I’m generally disappointed when I come across source code examples for multiprocessing technologies that use trivial algorithms to demonstrate the simplicity of an implementation. This not only establishes expectations that are unrealistic but also hides details that are painfully discovered when applied to more complex code. We are after all, trying to improve performance in our real-world applications with multiprocessing by targeting algorithms that have a real impact on the end user, which probably does not include a bubble sort.
As mentioned in my previous post, I have a new toy with 48 cores and thought it would be interesting to put the various multiprocessing technologies that are at my disposal to the test. These are: OpenMP, MPI, PPL (Microsoft Concurrency Runtime), the ACIS thread manager, and the CGM multiprocessing infrastructure. Forgive me for creating yet another trivial example, but finding prime numbers is simple and yet compute intensive, and serves my purpose well. The challenge is to find the number of primes between 1 and 100,000,000 as quickly as possible. I’m using Visual Studio 2010 when possible, targeting 64 bit release binaries. Here are the results:
Before evaluating the results, let’s first have a look at the implementation. I’m not going to show all of the code but instead just focus on the highlights. Let’s start with the original implementation used to calculate the serial time. As we can see, the iterations of the loop test for primality and conditionally increment a total. I’ve included the IsPrime function (in a simplified format) just to show that it is reentrant. This function is thread-safe because it does not modify or maintain state data, and will therefore not have any side effects.
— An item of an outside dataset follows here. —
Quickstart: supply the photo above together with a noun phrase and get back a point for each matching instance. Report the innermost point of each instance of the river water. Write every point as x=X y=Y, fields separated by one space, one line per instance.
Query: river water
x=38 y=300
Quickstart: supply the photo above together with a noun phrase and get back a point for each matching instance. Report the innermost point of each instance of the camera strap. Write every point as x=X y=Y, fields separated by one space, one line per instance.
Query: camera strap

(Click to enlarge all code snippets)
The OpenMP version only requires one additional line of code to add parallelism. The pragma statement instructs OpenMP to parallelize the loop, to create a thread-local version of Primes to be summed up at the end, and to schedule the iterations using a guided approach. The syntax is quite simple and is explained in more detail on Wikipedia.
The PPL version also requires only minor changes. I used the parallel_for statement from the Parallel Patterns Library, which is part of the Microsoft Concurrency Runtime. This version takes a start and end value, and a lambda expression, which consists of a capture clause, a parameter list, and a function body. A more thorough explanation can be found on the MSDN website. The Windows kernel function InterlockedIncrement avoids race conditions by incrementing the Primes variable atomically.
The other three implementations (ACIS, CGM, and MPI) are not as trivial because we have to divide the work into smaller pieces, typically into one task for each processor. So we divide up the range into 48 pieces and let each process/thread calculate the number of primes in their sub-range. Then we add all the answers together. The ACIS implementation is shown below.
In terms of simplicity and performance, OpenMP is the clear winner. It achieved almost perfect scaling and the implementation is simple and straightforward. PPL is a close second, requiring very few changes to original code with good scalability. The syntax is a bit difficult to understand at first but lambda expressions are the new thing. So much so that they are included in the next C++ standard.
The downfall of these two approaches is that they do not allow the developer to have any control of the threads that are used. When used in ACIS operations, each thread must initialize and terminate the modeler appropriately. Since we do not know which threads will be used by OpenMP and PPL, we must make sure they have properly initialized ACIS in every iteration of the loop. This will certainly have an impact on performance and explains why the ACIS thread manager maintains a pool of pre-initialized threads.
The ACIS and MPI implementations are close in performance and similar in implementation. This is not surprising because the main drawback when using multiple processes is in the overhead of inter-process communication. This is not an issue in the primes example because we are sending two integers to each process (start and stop values) and are receiving one back (the number of primes found in the range). When used in geometric modeling code, this can be a bottleneck.
The CGM results are not what I expected but it’s a bit unfair to be critical at this point. I did after all make significant changes to ACIS in order to handle more than eight threads concurrently. This work has simply not yet been done in CGM. These types of tests put the magnifying glass on the infrastructure, and in the CGM case has exposed additional overhead in creating processes, loading DLLs, and processing the task queue. Things to address in time.